Home

SCHRIFTELIJKE VRAAG E-2934/03 van José Ribeiro e Castro (UEN) aan de Commissie. Cuba — Spaans Cultureel Centrum.

SCHRIFTELIJKE VRAAG E-2934/03 van José Ribeiro e Castro (UEN) aan de Commissie. Cuba — Spaans Cultureel Centrum.

8.4.2004

NL

Publicatieblad van de Europese Unie

CE 88/122


(2004/C 88 E/0129)

SCHRIFTELIJKE VRAAG E-2934/03

van José Ribeiro e Castro (UEN) aan de Commissie

(6 oktober 2003)

Betreft: Cuba — Spaans Cultureel Centrum

Volgens de pers is het Spaans Cultureel Centrum in Havana in Cubaanse overheidshanden overgegaan, negentig dagen nadat de autoriteiten van dit land de bilaterale overeenkomst inzake deze instelling hadden opgezegd.

Deze gebeurtenis wordt opgevat als een represaille van de kant van de Cubaanse autoriteiten voor de maatregelen die de Europese Unie op 5 juni jl. tegen Cuba heeft getroffen.

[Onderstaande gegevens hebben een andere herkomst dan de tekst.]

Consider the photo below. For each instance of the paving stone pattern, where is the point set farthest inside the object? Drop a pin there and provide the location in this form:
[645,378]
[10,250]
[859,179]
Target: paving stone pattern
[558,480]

Kan de Commissie in het licht van het voorafgaande mededelen:

Over welke informatie zij in deze beschikt?

Welke stappen de delegatie van de Europese Commissie bij de Cubaanse autoriteiten heeft ondernomen teneinde te voorkomen dat het Spaans Cultureel Centrum genationaliseerd wordt?

Hoe zij de recente standpunten van Cuba kwalificeert?

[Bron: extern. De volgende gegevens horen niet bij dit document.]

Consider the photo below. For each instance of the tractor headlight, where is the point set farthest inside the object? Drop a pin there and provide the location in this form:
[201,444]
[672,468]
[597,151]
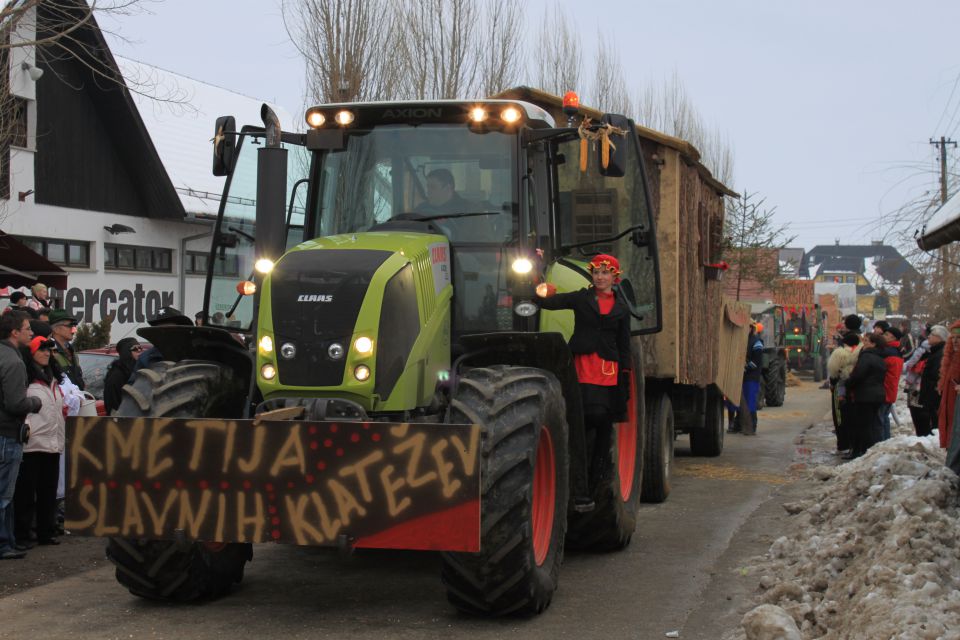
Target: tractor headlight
[363,345]
[525,308]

Welke maatregelen zij van zins is te nemen om de situatie van het Spaans Cultureel Centrum terug te draaien en gelijksoortige gebeurtenissen in de toekomst te voorkomen?

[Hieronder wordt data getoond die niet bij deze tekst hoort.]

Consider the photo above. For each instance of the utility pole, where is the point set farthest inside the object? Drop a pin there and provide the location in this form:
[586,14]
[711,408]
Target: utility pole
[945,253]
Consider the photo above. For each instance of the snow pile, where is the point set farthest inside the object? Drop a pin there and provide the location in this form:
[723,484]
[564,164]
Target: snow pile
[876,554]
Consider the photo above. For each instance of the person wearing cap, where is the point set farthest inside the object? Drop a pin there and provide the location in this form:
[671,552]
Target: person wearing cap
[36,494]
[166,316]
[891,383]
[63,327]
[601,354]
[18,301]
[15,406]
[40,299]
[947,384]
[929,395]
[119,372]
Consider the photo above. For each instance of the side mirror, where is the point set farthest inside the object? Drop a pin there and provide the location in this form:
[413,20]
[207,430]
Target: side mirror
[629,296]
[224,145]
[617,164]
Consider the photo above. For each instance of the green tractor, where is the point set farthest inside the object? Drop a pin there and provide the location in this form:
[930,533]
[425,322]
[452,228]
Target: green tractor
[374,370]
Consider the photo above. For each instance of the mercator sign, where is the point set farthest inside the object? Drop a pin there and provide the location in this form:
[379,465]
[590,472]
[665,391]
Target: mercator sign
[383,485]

Antwoord van de heer Nielson namens de Commissie

(17 november 2003)

Spanje heeft de andere lidstaten en de Commissie in kennis gesteld van de beslissing van de Cubaanse autoriteiten om de bilaterale overeenkomst betreffende het Spaans Cultureel Centrum in Havana op te zeggen. Deze beslissing werd bekendgemaakt in een publieke verklaring van de Cubaanse Minister van Buitenlandse Zaken op 11 juni 2003, na de verklaring van de Unie van 5 juni 2003 betreffende Cuba.

Het komt toe aan Spanje te onderzoeken welke stappen het wenst te ondernemen, met inbegrip van de mogelijkheid om een juridische procedure op grond van deze unilaterale breuk van de overeenkomst te starten.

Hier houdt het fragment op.